People fear a planned economy due to the influence of propaganda that they would some how lose their freedom and rights. Yet a planned economy not rooted in fictitious value is something that is now necessary. Without an economy at all, there is no freedom; plenty of necessity to fret over and no concern about rights except day to day survival in a hostile natural setting. The current arrangement has most of the people fretting over their own necessity and also the necessity of the rich gambling speculators, while all the freedom goes to those who are speculating with the lives of not only themselves, but everyone else as reflected in the unfolding disaster that is the current ruin of the economy. So for many, the current situation and the threats imposed on the future, is a nightmare, seldom equaled in history.
Curiously, solutions such as city garden growing spaces emerged almost simultaneously to the economic collapse. This is supposed to be a food security solution to a dwindling economy, but too many people don't have access to space. Those who live in apartment blocks on any floor but the ground floor and homeless people have no access whatsoever to growing space. Even if they did, most don’t know the first thing about growing food or looking after farm animals. It looks like a solution on the surface, but at least one acre is required for intensive farming to maintain a family of four. An acre is 160 feet by 160 feet square. Many city plots offer only 100 square feet; well below what is required for even one person. How is the shortfall to be made up in the absence of an economy?

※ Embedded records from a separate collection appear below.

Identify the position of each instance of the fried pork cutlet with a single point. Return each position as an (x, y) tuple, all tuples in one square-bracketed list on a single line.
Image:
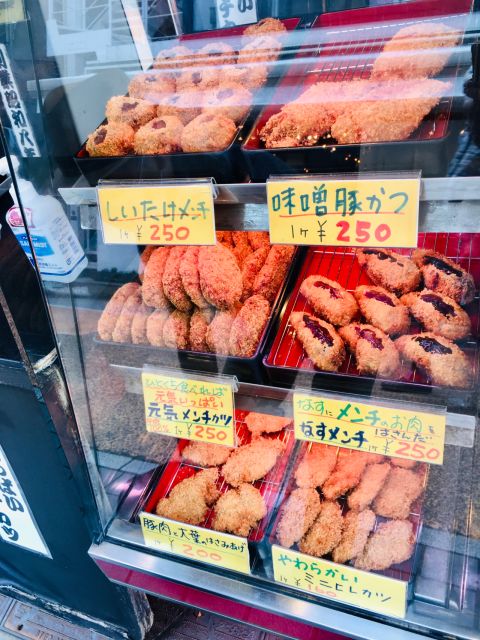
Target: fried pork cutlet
[(298, 515), (252, 461), (190, 499), (205, 454), (325, 533), (398, 493), (239, 510), (316, 465), (372, 481), (356, 528), (391, 543)]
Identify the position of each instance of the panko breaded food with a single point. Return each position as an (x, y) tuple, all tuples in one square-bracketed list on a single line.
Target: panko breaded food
[(172, 281), (298, 514), (205, 454), (356, 529), (258, 423), (382, 309), (397, 495), (392, 543), (420, 50), (329, 300), (152, 289), (438, 313), (220, 276), (390, 270), (190, 499), (442, 275), (239, 510), (375, 353), (371, 483), (316, 466), (325, 533), (252, 461), (113, 308), (176, 330), (248, 326), (188, 269), (154, 328), (320, 340), (199, 321), (443, 361)]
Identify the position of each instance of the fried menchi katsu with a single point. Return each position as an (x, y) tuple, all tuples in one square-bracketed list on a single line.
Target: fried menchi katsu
[(356, 529), (329, 300), (298, 514), (443, 361), (325, 533), (438, 313), (252, 461), (375, 353), (392, 543), (442, 275), (401, 489), (239, 510), (382, 309), (390, 270), (190, 499), (320, 340)]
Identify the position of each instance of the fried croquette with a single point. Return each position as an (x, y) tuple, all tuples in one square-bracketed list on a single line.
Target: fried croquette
[(329, 300), (190, 499), (445, 276), (220, 276), (371, 482), (252, 461), (205, 454), (239, 510), (398, 493), (382, 309), (443, 361), (298, 514), (356, 529), (325, 533), (391, 543), (113, 308), (320, 340), (390, 270), (152, 289), (438, 313), (316, 466)]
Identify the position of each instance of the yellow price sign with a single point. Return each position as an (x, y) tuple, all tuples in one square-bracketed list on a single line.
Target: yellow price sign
[(396, 432), (195, 409), (338, 582), (195, 543), (372, 212), (163, 214)]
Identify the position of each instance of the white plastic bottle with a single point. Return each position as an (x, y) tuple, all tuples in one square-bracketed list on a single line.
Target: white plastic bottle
[(58, 253)]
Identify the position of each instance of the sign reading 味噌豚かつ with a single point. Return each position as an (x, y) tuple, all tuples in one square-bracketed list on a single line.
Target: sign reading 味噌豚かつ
[(373, 212), (180, 214)]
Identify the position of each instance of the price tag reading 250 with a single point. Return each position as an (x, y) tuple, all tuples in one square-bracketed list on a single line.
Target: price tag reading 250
[(181, 214), (374, 212)]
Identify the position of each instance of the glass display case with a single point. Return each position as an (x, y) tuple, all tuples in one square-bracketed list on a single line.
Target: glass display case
[(257, 229)]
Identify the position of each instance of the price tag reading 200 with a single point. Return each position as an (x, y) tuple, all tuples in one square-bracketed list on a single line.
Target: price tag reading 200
[(162, 214), (376, 212)]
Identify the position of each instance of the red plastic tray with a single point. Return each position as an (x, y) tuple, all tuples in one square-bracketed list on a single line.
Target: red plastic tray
[(340, 264), (178, 469)]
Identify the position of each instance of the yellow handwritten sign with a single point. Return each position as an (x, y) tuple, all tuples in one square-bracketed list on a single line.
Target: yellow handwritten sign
[(164, 214), (365, 213), (180, 407), (195, 543), (400, 433), (338, 582)]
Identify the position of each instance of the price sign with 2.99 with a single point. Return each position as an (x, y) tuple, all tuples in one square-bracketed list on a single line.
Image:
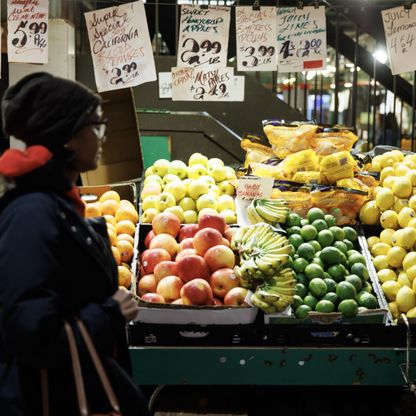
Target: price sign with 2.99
[(27, 25)]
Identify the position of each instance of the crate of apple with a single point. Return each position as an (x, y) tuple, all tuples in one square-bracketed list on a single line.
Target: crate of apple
[(189, 264), (189, 190)]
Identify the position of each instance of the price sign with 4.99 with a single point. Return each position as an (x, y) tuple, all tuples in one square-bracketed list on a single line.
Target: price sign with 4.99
[(27, 25)]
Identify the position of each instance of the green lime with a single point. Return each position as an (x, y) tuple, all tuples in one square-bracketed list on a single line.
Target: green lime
[(360, 270), (346, 290), (310, 300), (337, 272), (315, 214), (317, 287), (293, 220), (302, 311), (320, 225), (337, 232), (308, 232), (330, 220), (324, 306), (331, 255), (301, 290), (350, 234), (314, 270), (325, 238), (348, 308), (306, 251), (355, 281)]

We who live in the context of civilization and are alienated from nature, suffer greatly when the economy is greatly reduced or absent. This is one of the driving causes of the fear that spurs an economic collapse. This is what is behind the nightmare for most people and it appears that the trillions in bailout will disappear into an economic equivalent of a black hole. The world economy verges on a great depression, the likes of which will be unprecedented and historic in proportion.